Les jeunes gens restèrent cois, les yeux
baissés. Le Frank ajouta :
– Ah ! vous avez gardé le
silence ! votre échine vous cuira !
– Ricarik, – reprit le vieil orfèvre, –
ces jeunes gens babillent comme des geais, et n’ont pas plus de
cervelle que ces oisillons… Éleuthère a souvent dit comme tant
d’autres : « Ah ! que je voudrais donc courir les
champs au lieu d’être tenu à l’atelier de l’aube au
soir ! » Voilà ce que ces garçons appellent ses
confidences ; pardonnez-leur donc : de plus, songez-y,
notre sainte dame Méroflède est impatiente d’avoir la ceinture et
le vase ; or, si vous faites châtier mes apprentis, ils
passeront plus de temps à se frotter l’échine qu’à manier la lime
et le marteau, et notre travail n’avancera guère.

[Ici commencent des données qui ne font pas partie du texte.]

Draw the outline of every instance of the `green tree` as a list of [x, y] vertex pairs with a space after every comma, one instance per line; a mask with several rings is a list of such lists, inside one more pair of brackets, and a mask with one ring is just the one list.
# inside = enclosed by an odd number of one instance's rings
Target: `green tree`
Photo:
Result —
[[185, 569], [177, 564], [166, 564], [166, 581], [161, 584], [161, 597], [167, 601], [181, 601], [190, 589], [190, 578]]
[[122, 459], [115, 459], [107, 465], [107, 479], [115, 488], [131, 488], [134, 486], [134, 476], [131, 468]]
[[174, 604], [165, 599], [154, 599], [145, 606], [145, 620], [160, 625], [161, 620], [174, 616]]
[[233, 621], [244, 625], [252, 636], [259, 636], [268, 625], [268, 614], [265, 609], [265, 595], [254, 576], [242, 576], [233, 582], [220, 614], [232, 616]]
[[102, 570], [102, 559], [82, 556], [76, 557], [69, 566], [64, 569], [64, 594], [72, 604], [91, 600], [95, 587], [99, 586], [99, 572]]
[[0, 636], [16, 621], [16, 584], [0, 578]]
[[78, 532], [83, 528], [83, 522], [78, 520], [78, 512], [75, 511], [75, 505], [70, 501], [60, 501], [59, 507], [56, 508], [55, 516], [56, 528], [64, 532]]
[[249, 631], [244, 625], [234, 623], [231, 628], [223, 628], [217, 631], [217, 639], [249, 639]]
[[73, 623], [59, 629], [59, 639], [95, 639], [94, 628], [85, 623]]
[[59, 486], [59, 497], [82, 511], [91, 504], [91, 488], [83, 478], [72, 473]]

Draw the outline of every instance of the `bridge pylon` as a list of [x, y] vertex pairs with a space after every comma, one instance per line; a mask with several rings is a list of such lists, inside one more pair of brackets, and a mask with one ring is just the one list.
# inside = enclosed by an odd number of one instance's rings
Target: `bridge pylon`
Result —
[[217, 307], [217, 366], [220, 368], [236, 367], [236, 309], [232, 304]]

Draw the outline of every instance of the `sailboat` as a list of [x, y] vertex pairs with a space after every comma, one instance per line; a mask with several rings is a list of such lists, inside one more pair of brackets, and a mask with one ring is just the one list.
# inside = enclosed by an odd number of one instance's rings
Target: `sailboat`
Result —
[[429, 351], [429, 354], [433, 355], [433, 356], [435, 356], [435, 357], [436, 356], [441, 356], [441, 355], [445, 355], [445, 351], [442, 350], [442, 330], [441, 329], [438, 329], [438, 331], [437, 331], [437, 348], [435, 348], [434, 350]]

– Soit, ils seront châtiés plus tard, car
il faut non-seulement que toi et eux vous travailliez le jour, mais
encore la nuit : le jour vous façonnerez l’or et
l’argent ; la nuit vous fourbirez le fer.
– Que voulez-vous dire ?
– Ce soir on apportera ici des armes que
j’ai envoyé acheter à Nantes.
– Des armes ! – dit le vieillard
fort surpris, – des armes ! les Arabes menacent-ils encore le
cœur de la Gaule ?
– Vieillard, on t’enverra ce soir des
armes, veille à ce que les lances soient bien aiguisées, les épées
bien affilées, les haches bien tranchantes ; ne t’inquiète pas
du reste. Mais voici l’heure où les esclaves apportent leurs
redevances ; les colons retardataires sont sans doute avec eux
pour payer leur redevance en argent. Suis-moi, afin de vérifier si
ces larrons ne me donnent point de pièces de mauvais aloi.
Bonaïk, avant de quitter Septimine, lui dit
tout bas : – Rassurez-vous, mon enfant, je reviens bientôt.